I felt dumb as I listened to the PA guy. I know about World War II and literature and a little about history, but obviously, I have a blind spot. My knowledge of midget wrestling is small. I felt ignorant as Bermuda grass in a library.

In all seriousness, midget wrestling and all wrestling is entertainment. This will be offensive to some and I’m sorry but I have been backstage when they are practicing and, trust me, it’s not the reality of advanced calculus at MIT. Or even NASCAR. NASCAR is for reals!

The Little Rock promo was entertaining, but don’t take my word for it. This is the 18th straight year that midget wrestling has been a “thing” before a Travelers game. And Little Kato, who won a “hard-fought” battle against Bad Boy, thanked the crowd on a live mic, thanked by name the Travelers owner and general manager, and said that if Little Rock ever needed wrestling, “we’ve got the midgets.” And this was not five minutes after Bad Boy Brian had jumped onto him, Batman style, from the ring’s highest ropes. (Please look at he the haunting photograph posted above.) That’s like me or you jumping onto a guy from halfway up a light pole.

So bravo for these guys.

Still, after it was over, me and my two friends didn’t stay for first pitch. For some reason — I’m sure it has to do with something in our childhoods? — we left before first pitch. We exchanged glances, and we left.

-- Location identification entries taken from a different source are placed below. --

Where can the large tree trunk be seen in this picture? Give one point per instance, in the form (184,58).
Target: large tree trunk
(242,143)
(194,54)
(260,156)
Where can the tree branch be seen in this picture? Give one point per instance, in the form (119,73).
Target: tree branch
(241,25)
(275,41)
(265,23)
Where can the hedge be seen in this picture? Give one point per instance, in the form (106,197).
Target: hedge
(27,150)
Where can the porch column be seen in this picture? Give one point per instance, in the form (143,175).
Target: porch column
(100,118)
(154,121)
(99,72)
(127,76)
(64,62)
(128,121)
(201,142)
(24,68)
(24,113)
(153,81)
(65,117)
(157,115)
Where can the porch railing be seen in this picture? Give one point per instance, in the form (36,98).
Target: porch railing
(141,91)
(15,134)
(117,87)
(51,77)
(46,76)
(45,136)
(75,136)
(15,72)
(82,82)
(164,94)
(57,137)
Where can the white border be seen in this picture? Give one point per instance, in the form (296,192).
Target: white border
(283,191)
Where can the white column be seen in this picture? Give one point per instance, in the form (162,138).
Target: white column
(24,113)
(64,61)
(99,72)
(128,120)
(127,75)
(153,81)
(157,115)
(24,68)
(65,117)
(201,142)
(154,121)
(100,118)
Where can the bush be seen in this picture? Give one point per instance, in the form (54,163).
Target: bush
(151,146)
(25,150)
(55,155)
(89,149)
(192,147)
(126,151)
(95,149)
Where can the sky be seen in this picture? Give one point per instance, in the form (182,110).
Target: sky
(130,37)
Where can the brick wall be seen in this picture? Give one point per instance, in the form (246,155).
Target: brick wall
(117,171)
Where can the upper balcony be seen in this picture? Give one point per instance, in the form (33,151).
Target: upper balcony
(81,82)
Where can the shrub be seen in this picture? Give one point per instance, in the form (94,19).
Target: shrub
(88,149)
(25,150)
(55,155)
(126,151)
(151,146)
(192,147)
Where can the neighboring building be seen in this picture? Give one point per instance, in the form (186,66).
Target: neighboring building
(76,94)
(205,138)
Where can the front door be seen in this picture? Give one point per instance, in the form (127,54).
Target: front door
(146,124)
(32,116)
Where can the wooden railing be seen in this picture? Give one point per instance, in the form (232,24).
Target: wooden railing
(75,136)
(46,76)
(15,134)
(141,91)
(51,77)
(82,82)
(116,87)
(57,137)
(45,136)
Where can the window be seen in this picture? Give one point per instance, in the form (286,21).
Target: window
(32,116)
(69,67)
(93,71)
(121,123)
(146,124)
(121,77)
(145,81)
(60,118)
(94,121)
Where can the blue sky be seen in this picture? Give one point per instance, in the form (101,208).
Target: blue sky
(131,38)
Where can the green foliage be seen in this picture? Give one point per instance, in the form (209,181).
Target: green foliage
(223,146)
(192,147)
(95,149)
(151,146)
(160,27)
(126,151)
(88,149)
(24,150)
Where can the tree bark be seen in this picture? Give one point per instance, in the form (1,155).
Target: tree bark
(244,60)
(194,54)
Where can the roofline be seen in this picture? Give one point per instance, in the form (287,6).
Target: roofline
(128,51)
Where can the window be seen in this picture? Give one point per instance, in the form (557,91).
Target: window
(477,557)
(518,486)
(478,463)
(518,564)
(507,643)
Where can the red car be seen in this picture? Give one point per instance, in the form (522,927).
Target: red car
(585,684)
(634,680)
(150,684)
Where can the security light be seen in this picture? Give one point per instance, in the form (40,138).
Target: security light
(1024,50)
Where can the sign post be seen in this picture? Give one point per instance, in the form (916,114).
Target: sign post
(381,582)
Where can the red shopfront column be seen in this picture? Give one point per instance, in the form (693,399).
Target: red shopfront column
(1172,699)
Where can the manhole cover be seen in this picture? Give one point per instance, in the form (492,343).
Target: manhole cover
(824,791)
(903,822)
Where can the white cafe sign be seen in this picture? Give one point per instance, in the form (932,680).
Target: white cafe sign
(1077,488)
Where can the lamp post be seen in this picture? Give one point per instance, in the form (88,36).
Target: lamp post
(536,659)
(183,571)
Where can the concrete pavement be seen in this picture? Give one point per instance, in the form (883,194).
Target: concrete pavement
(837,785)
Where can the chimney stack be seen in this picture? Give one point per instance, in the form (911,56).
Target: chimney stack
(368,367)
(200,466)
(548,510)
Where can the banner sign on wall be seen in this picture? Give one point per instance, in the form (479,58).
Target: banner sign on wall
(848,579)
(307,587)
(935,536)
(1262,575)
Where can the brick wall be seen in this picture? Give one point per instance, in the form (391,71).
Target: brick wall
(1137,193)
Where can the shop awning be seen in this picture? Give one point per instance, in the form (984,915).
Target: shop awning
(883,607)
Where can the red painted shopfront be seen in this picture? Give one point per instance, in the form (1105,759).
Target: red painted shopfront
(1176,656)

I’m looking forward to seeing them again. And never speaking of this again. I feel like a cast member of Deliverance.

Months ago, my spousal unit said I needed three nights at the beach this week. Since most of my problems vanish when I do as she says, I went. When we stopped at an Alabama Burger King — nothing but the best for us! — a midget father was eating with his wife and their precious baby. The next morning in Florida, he and his family were 50 feet from me on the beach, the baby in a blown-up crib under an umbrella, the apple of parents and grandparents’ eyes.

The next day, I was holding approximately 2 tons of beach stuff, struggling with a door, and a man said, “Let me help you sir!” It was my midget friend, father of the child and husband of the wife.

I said “Thank you sir.” I could barely breathe. But he must have heard me. I saw him smile.

“You’re welcome, friend,” he said. Then he took off another way. He’d seen me struggling. He’d gone out of his way to help me. He took off in another direction.

He’s not necessarily in a small group, but he’s a much, much bigger man than I am.